Another expression of that continuation is Schak.

Already carving out a name for himself as a DJ, it took seeing fellow Geordie - “someone really prevalent in the story” - Patrick Topping, still flying makina’s flag on stages as big as Glastonbury, to pull him back towards it.

A professional old lady mask from a special effects company (due to being 5 ft 3, he didn't fit into the male costumes), a floral gown, and a rediscovery of the genre later, his alter ego of Nanna Makina was born, and what started as a Halloween costume turned into a movement.

“Not many people were playing the older stuff at the time, and that was my whole thing with Nanna Makina.

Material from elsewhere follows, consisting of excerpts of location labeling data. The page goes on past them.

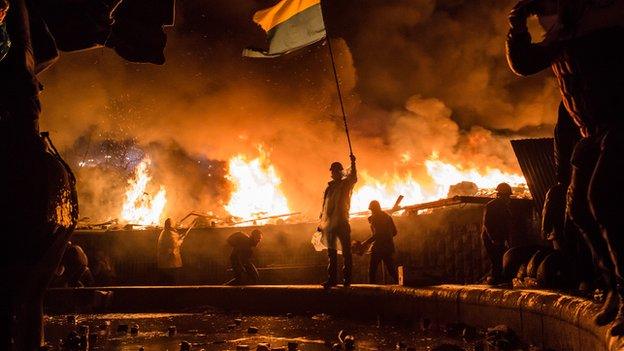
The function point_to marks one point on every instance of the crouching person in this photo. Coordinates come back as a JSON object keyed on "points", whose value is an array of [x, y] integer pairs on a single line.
{"points": [[382, 241], [242, 250]]}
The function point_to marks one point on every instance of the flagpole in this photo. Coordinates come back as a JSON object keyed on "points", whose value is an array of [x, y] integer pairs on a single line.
{"points": [[331, 56]]}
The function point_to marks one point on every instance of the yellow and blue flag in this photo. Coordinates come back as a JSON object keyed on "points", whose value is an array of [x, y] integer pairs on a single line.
{"points": [[290, 25]]}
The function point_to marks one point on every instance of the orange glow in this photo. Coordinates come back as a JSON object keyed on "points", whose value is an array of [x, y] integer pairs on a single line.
{"points": [[441, 174], [257, 190], [140, 207]]}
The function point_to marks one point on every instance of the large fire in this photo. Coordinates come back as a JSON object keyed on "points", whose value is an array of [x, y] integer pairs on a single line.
{"points": [[257, 190], [139, 206], [442, 175]]}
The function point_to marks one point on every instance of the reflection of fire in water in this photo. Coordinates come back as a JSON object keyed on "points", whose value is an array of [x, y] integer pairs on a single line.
{"points": [[257, 190], [140, 207]]}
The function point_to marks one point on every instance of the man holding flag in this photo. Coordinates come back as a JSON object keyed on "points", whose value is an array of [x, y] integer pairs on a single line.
{"points": [[335, 221], [291, 25]]}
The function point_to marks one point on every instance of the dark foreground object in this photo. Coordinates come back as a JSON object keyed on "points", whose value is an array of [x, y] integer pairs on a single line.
{"points": [[547, 319]]}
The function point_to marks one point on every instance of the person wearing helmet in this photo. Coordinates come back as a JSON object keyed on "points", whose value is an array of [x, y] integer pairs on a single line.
{"points": [[382, 241], [496, 230], [335, 221], [242, 250], [168, 257]]}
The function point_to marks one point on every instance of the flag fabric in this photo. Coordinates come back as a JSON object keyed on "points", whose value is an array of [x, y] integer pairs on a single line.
{"points": [[290, 25]]}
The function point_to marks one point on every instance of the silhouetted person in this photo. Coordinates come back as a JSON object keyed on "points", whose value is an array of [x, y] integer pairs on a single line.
{"points": [[582, 47], [242, 250], [169, 258], [585, 250], [74, 269], [335, 221], [5, 42], [103, 269], [382, 241], [497, 221]]}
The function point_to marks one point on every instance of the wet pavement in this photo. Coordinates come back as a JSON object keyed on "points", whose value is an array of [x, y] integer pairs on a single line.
{"points": [[214, 330]]}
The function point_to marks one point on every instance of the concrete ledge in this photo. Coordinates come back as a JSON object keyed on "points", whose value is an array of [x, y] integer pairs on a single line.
{"points": [[547, 319]]}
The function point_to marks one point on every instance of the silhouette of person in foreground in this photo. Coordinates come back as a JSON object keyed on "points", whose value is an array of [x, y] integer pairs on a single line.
{"points": [[496, 230], [5, 41], [382, 241], [169, 258], [335, 221], [242, 251], [74, 269], [582, 47]]}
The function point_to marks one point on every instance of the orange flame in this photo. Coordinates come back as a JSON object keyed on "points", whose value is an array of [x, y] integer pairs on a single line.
{"points": [[441, 174], [140, 207], [257, 190]]}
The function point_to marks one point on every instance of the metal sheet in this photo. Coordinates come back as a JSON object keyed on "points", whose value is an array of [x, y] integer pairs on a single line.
{"points": [[537, 161]]}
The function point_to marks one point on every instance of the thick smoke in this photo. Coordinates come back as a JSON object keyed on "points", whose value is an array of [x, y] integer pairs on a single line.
{"points": [[418, 76]]}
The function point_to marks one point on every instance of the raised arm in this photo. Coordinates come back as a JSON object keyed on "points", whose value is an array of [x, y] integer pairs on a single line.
{"points": [[352, 177], [523, 56]]}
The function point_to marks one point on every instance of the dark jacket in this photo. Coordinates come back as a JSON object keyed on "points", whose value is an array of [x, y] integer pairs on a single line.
{"points": [[497, 220], [384, 230]]}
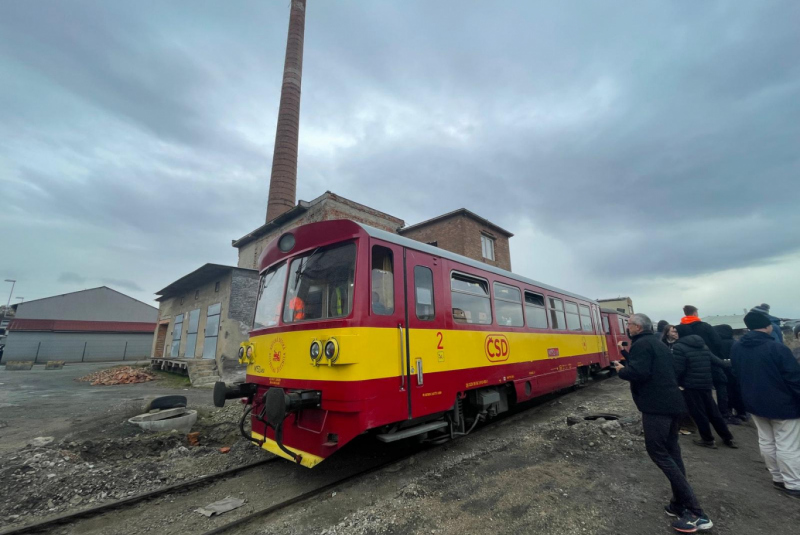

My title was ‘The Resurrection’ - resurrecting old makina.”

It forced him down a rabbit hole, rediscovering tracks he’d not heard in over a decade. “I found it hard to listen to at first because it brought up a load of emotions from my youth,” he said. “But I fell in love with it again.”

 

 

“I found it hard to listen to at first because it brought up a load of emotions from my youth. But I fell in love with it again.”

Schak

 

 

“Everybody thought Nanna Makina was a joke, a gimmick. But at my first event, we did nearly 1,000 tickets. Makina is a small genre; 1,000 tickets is a lot. It’s still one of the best sets I’ve ever done. I put preparation into it, and the execution was 100%. I nailed it. I’m proud of it.

“It was totally unique. I had my own edits. People were like, ‘How have you done this? This doesn’t go like this.’ And I was like, ‘Because I’ve edited it.’”

Then COVID hit, but Schak, having found a new purpose, was anything but deterred. “Clubs closed, everyone was miserable. I thought if I livestream on a Saturday night, I’ll entertain people.”

He spent weeks delving into old makina mixes and tracks on YouTube, downloading his favourites, ready to spin on this new online space. The first set had 20 people, the second 2,000.

“I’ll never forget it. Hot Since 82 was doing a livestream in a hot air balloon for Beatport, and I had more people watching me jumping around my living room dressed as an old woman.

“I’d get messages, hundreds, if not thousands of people saying, ‘You stopped me killing myself,’ ‘You saved me,’ ‘Thank you for what you do.’ It was why I got up every day.”

 

 

It’s clear, then, that makina never calcified into folklore. It didn’t become something people only spoke about in the past tense. Today, despite its Spanish origins, the genre arguably has more devotees in the North East than in the country that birthed it.

That longevity still surprises the man who helped bring it there in the first place. What began as a handful of records, a daft flight to Barcelona, and a club in need of something new has outlived venues, formats, and entire scenes around it.

“I’ve been playing this since 1997, that’s 27 years. I’m thinking, ‘F***ing hell, I brought this over 27 years ago,’ and it’s still out there doing most of the raves around here these days.

“I never thought it would last this long.”

In the years that followed, makina didn’t disappear; it redistributed. Through labels like Monta Musica, through nights promoted by people who’d grown up inside the sound. It found new rooms to occupy. Lee Davidson’s return from the army and the success of his early events weren’t a revival so much as a reminder that the appetite had never left.

“It’s our identity. It lives inside all of us,” Schak says.

“Makina was made in Barcelona, but we took it to the North East, and it became part of our identity. It’s more popular here now than it is in some parts of Spain. That’s beautiful.”

“I grew up with it. It’s not just my DNA. It’s our DNA. We used to be out on the streets drinking, putting sets on, listening to it. It formed the identity of our culture, who I am as a person. And it’s had a lasting effect.”